6
Между фразами он жадными глотками отхлебывал воду из стакана, который стоял у него под рукой.
– Вы были весьма невежливы в тот вечер, молодой человек. Нет, я могу понять, что вам было сложно сразу сориентироваться в сцене, которая предстала перед вами вчера, да и я был слишком разгорячён создавшейся ситуацией в городе. Поверьте, только этим и объясняется моя вспыльчивость в тот день. Но я слишком хорошо знаю Биарриц, – сказал он, кивая в сторону окна своего кабинета, за которым открывались виды на мокрый от дождя город, – и знаю его жителей. Сегодня половина из его обитателей встревожены той нервозностью, которая связана с гибелью нашего уроженца и известного журналиста Ламара Эрсана.
Мэр Лакомб был переполнен ответственностью за горожан и, видимо, переживал за город, который он считал своим, и в котором десяток поколений его предков жили и трудились, подготавливая ему почву для продвижения по лестнице выборных должностей. В его лице поколения Лакомбов наконец-то накопили политическое состояние, достаточное не только для занятия этого поста, но и протискивание выше. Я слушал его и пока не мог понять, какого чёрта ему от меня надо и зачем он решил побеседовать со мной: может, такова была его форма приносить извинения?
– Этот месяц вообще для Биаррица богат на неприятные события: утонул турист, сбили пешехода, кто-то слышал какие-то выстрелы у музея Моря… И хотя все эти события относятся к компетенции муниципальной и национальной полиции, я, как должностное лицо, прекрасно осознаю, что жители города будут указывать пальцем на меня и утверждать, что это именно мэрия не справляется с проблемами подобного рода. Я не могу просто сидеть сложа руки, тем более, как вы знаете, руководство муниципальной полицией возложено на нас.
– Да, господин мэр, но я не совсем понимаю, какое отношение всё это имеет ко мне.
Когда я выехал от Сорелей, мне поступил звонок от секретаря из мэрии – меня просили заехать к месье Лакомбу по его просьбе.
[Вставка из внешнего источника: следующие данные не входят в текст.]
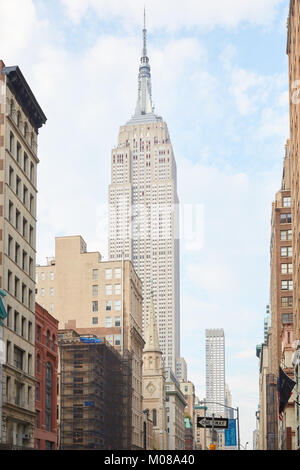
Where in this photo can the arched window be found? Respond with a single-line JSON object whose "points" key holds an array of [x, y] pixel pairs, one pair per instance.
{"points": [[154, 417], [48, 396]]}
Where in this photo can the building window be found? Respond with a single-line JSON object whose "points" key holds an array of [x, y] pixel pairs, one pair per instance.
{"points": [[108, 289], [19, 393], [108, 273], [95, 291], [287, 302], [154, 417], [109, 338], [18, 358], [286, 251], [287, 268], [287, 318]]}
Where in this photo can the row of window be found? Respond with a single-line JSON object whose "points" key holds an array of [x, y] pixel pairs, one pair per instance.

Я сказал, что буду через четверть часа. И теперь выслушивал его тираду в недоумении.
– Ваше желание вступиться за незнакомую девушку, с которой я общался на повышенных тонах, вполне понятно…
– Я могу только сказать, что тогда даже не признал вас со спины, а с той девушкой действительно не знаком.
– Тем более, тем бо-ле-е, месье Морель. Ваш порыв вступиться за девушку достоин только самых лестных слов. Просто мне бы не хотелось быть неправильно понятым. Вчера вечером я, – он долго не мог подобрать подходящее слово, – … пропесочивал не даму, а сотрудника муниципальной полиции.
– Вот как?
Мэр поморщился, как от зубной боли. А я сам себе не мог ответить на вопрос, что меня поразило больше. То, что ситуация у «Роялти» носила не личный, а рабочий характер? Я это уже слышал от Мари. Хотя это вряд ли, судя по фразам мэра, бледному виду его собеседницы и устрашающему поведению арабского шкафа. Или то, что симпатичная девушка оказалась сотрудником муниципальной полиции, а не, скажем, социальным работником?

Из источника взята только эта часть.